Soweto fosters instead Birmingham culture with his regular Live Box sessions on Sunday evenings at The Drum, Aston, and with his now annual Flyover Show, a multi-arts celebration beneath the Hockley flyover.

He explained his allegiance earlier this year in another interview: “In many ways it’s a better environment than parts of inner city London. Throughout the 90s and up to the present it’s one of the cities that has preserved black culture that isn’t necessarily there in other cities.

“Certainly there is a sense of community. Things like The Flyover Show have a power they wouldn’t necessarily have in other places because there’s a community able to benefit from it.

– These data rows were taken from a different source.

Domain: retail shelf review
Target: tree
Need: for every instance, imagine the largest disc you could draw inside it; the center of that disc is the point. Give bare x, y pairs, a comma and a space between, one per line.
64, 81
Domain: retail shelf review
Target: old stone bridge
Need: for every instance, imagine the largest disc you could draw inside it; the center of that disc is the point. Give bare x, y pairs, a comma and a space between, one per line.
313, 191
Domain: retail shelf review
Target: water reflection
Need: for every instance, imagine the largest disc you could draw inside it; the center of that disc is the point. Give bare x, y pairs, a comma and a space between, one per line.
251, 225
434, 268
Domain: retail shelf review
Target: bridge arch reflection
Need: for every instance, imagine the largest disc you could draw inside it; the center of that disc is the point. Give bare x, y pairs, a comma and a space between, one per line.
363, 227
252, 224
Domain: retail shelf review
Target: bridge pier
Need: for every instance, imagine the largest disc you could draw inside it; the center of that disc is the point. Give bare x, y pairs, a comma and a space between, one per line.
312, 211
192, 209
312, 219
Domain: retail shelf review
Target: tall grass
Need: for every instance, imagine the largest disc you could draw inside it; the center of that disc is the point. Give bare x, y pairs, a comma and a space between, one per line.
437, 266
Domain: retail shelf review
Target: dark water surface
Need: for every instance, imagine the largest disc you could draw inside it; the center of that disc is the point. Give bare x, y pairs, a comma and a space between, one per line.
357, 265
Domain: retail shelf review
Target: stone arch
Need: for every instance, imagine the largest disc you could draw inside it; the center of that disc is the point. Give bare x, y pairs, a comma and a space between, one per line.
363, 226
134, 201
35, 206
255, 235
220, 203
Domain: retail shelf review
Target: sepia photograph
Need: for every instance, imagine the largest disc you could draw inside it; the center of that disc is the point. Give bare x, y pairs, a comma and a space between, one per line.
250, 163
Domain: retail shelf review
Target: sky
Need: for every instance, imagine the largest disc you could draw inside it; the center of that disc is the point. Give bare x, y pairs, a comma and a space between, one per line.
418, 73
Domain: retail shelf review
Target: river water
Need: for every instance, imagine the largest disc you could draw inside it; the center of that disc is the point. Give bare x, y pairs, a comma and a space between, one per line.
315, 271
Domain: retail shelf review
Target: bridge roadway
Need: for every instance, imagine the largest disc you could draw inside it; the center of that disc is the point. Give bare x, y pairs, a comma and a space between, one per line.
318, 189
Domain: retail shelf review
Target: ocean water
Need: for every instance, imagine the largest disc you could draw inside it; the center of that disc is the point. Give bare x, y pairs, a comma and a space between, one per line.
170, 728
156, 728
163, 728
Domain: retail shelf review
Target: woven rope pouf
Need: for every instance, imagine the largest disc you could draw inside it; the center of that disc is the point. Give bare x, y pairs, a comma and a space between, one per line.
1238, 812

“We have to confront what’s happening around us, not just exist in an ivory tower. Community is crucial.”

And Soweto is certainly showing that he doesn’t just talk the talk – he walks the walk.

He was one of the associate artists of the refurbished Birmingham Town Hall, has spent time in India this year with other UK-based musicians and dancers for the In The Further Soil project, and is also heavily involved in a BBC2 project led by drum and bass star Goldie which looks at the transformative power of music in young people’s lives.

We’ll see more about that in 2011.

* More immediately, Soweto is touring music from The New Emancipation with his regular quartet, and comes to the CBSO Centre in Berkeley Street, Birmingham, on Saturday, December 4.

This a Birmingham Jazz event, it starts at 8pm, and tickets are available from www.thsh.co.uk or on 0121 780 3333.